Pairwise Comparisons (Correlated Observations)

Prerequisites
Difference between Two Means (Independent Groups), All Pairwise Comparisons Among Means, Difference Between Two Means, Correlated Pairs, Specific Comparisons

Learning Objectives

Compute the Bonferroni correction
Calculate pairwise comparisons using the Bonferroni correction

In the section on all pairwise comparisons among independent groups, the Tukey HSD Test was the recommended procedure. When you have one group with several scores from the same subjects, the Tukey test makes an assumption that is unlikely to hold: The variance of difference scores is the same for all pairwise differences between means.

The standard practice for pairwise comparisons with correlated observations is to compare each pair of means using the method outlined in the section "Difference Between Two Means, Correlated Pairs" with the addition of the Bonferroni correction described in the section "Specific Comparisons." For example, suppose you were going to do all pairwise comparisons among four means and hold the familywise error rate at 0.05. Since there are six possible pairwise comparisons among four means, you would use the 0.05/6 = 0.0083 for the per comparison error rate.

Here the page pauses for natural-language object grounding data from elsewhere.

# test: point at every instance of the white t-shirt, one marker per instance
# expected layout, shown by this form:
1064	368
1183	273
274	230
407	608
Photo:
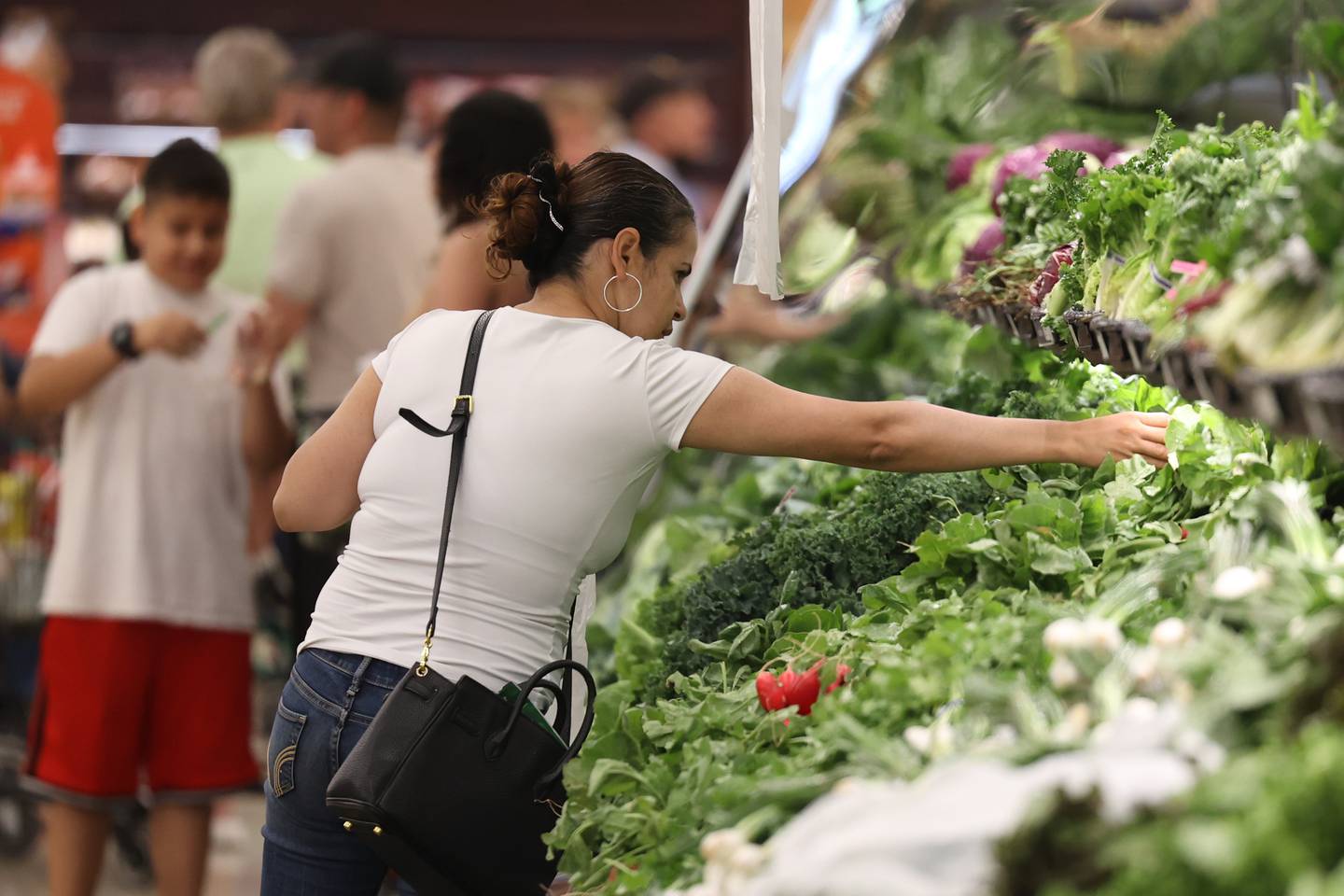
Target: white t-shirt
152	517
571	419
357	244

As an example, consider the case study "Stroop." There were three tasks each performed by 47 subjects. In the "words" task, subjects read the names of 60 color words written in black ink; in the "color" task, subjects named the colors of 60 rectangles; in the "interference" task, subjects named the ink color of 60 conflicting color words. The times to read the stimuli were recorded. In order to do compute all pairwise comparisons, the difference in times for each pair of conditions for each subject is calculated. Table 1 shows these scores for 5 of the 42 subjects.

Table 1. Pairwise Differences

W-C	W-I	C-I
-3	-24	-21
2	-41	-43
-1	-18	-17
-4	-23	-19
-2	-17	-15

Data for all 47 subjects

The means, standard deviations, and standard error of the mean (Sem), t, and p for all 47 subjects are shown in Table 2. The t's are computed by dividing the means by the standard errors of the mean. Since there are 47 subject, the degrees of freedom is 46. Notice how different the standard deviations are. For the Tukey test to be valid, all population values of the standard deviation would have to be the same.

Table 2. Distribution of colors.

Comparison	Mean	Sd	Sem	t	p
W-C	-4.15	2.99	0.43	-9.53	<0.001
W-I	-20.51	7.84	1.14	-17.93	<0.001
C-I	-16.36	7.47	1.09	-15.02	<0.001

Using the Bonferroni correction for three comparisons, the p value has to be below 0.05/3 = 0.0167 for an effect to be significant at the 0.05 level. For these data, all p values are far below that, and therefore all pairwise differences are significant.